Dies ist auch der Grund, warum bei EEG-Untersuchungen die Photostimulation zum Standard gehört. Das Erkennen dieser Empfindlichkeit gegenüber Lichtreizen ist einerseits für die Diagnose, andererseits aber auch für die Anfallsprophylaxe der betroffenen Patientinnen und Patienten wichtig. Das Phänomen der Photosensibilität liegt auch der eingangs beschriebenen «Pokémon-Epilepsie» zugrunde.
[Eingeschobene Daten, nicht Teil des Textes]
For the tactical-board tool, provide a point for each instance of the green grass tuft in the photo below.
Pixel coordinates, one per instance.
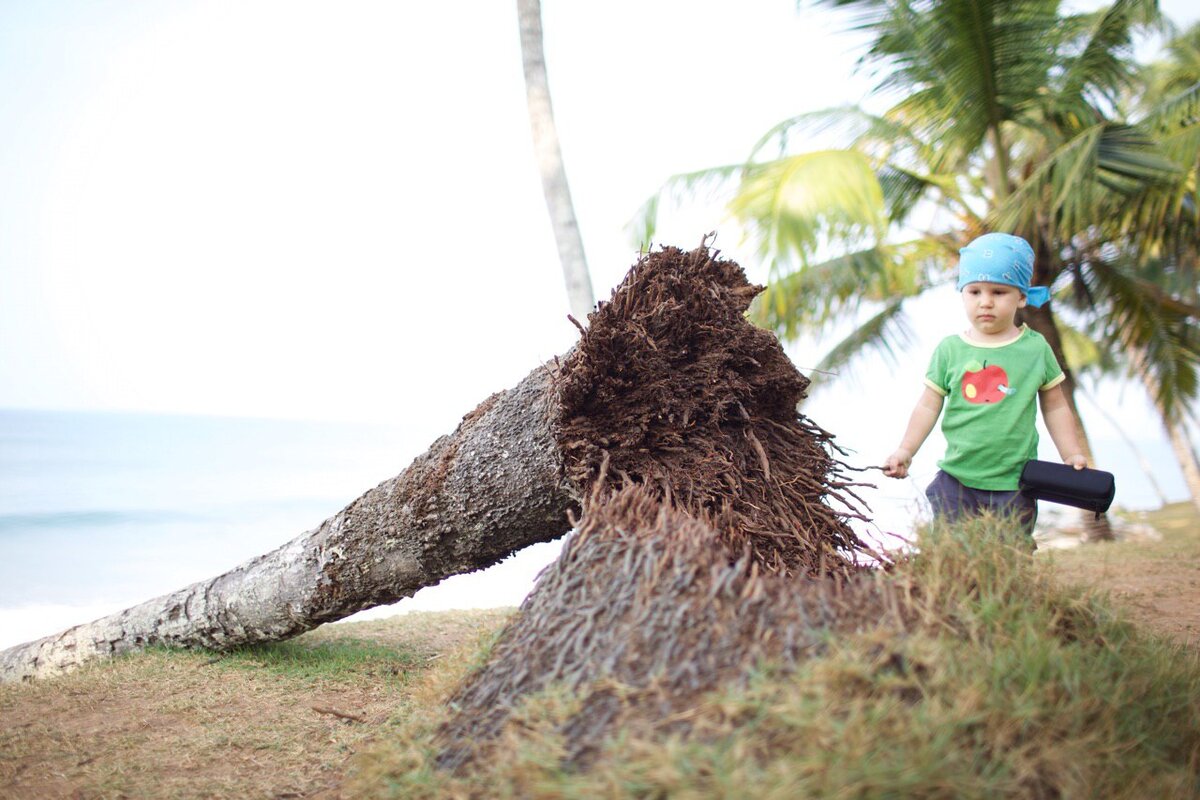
(341, 660)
Das zum Ende der Folge ausgestrahlte Flickerlicht hatte eine anfallsprovozierende Frequenz von 12 Blitzen in der Sekunde (12 Hz).
Ähnliche Ereignisse wurden später auch bei Videospielen berichtet, bei denen ebenfalls die Gefahr besteht, dass hochfrequente wechselnde Bildsequenzen epileptische Anfälle auslösen. Entsprechend sind viele Videospiele und Filme inzwischen mit entsprechenden Warnhinweisen versehen. Heute ist also klar, dass hochfrequente Lichtreize bei einem kleinen Teil der Epilepsie-Betroffenen epileptische Anfälle auslösen können.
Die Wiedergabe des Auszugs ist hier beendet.